Le pangolin est particulièrement prisé en Chine, qui est la destination la plus fréquente des grandes cargaisons contenant des écailles, car celles-ci contiennent de la kératine. Or, dans la médecine traditionnelle chinoise, la poudre que l’on obtient en écrasant ces écailles aurait de multiples vertus. C’est pour cela, qu’elle est proposée pour soigner une trentaine de maladies environ. Cela va des maux de tête, aux douleurs menstruelles, en passant par les saignements de nez, ou les pannes de virilité. Scientifiquement, il apparaît tout de même que rien n’est véritablement prouvé.

Pour son grand malheur, l’écaille de pangolin est aussi présente dans la culture africaine. Elle permettrait à une personne, la gardant avec elle d’éloigner le mauvais œil.

Toutes ces traditions, ne sont pas vraiment un danger pour les espèces quand elles restent locales, mais dès lors que certains décident d’en faire un commerce international, les choses prennent une importance fatale, et mettent en péril les espèces. Au moins 20 tonnes de pangolins sont saisies chaque année lors de trafics transfrontaliers, malgré l’interdiction du commerce de pangolin.

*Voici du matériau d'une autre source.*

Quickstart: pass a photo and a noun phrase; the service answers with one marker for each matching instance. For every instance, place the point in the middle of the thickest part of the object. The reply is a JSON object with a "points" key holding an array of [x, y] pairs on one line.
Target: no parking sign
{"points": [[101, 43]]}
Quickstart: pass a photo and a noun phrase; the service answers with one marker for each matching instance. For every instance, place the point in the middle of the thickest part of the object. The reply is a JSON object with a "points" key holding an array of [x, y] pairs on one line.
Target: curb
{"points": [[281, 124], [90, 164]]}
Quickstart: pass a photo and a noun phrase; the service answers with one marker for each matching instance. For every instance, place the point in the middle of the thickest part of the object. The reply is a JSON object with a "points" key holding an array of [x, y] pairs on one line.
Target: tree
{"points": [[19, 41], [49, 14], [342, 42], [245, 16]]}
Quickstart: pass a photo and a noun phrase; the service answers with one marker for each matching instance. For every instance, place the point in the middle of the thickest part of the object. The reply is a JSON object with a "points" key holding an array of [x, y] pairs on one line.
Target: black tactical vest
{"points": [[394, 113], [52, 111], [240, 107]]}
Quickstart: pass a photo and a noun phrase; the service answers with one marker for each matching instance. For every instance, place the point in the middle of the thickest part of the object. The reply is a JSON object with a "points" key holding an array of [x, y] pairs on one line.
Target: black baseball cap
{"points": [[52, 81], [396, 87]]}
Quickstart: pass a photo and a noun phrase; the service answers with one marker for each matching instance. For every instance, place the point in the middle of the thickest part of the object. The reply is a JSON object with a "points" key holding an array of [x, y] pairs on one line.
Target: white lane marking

L’étude, a recensé 1 270 saisies transfrontalières de pangolins concernant 67 pays et territoires, dont certains n’abritent pas ces animaux. Les auteurs de l’étude expliquent, « cela illustre avec gravité les quantités phénoménales de pangolins victimes de trafics et la mobilité des trafiquants qui s’adaptent rapidement, probablement pour réagir aux initiatives des autorités ».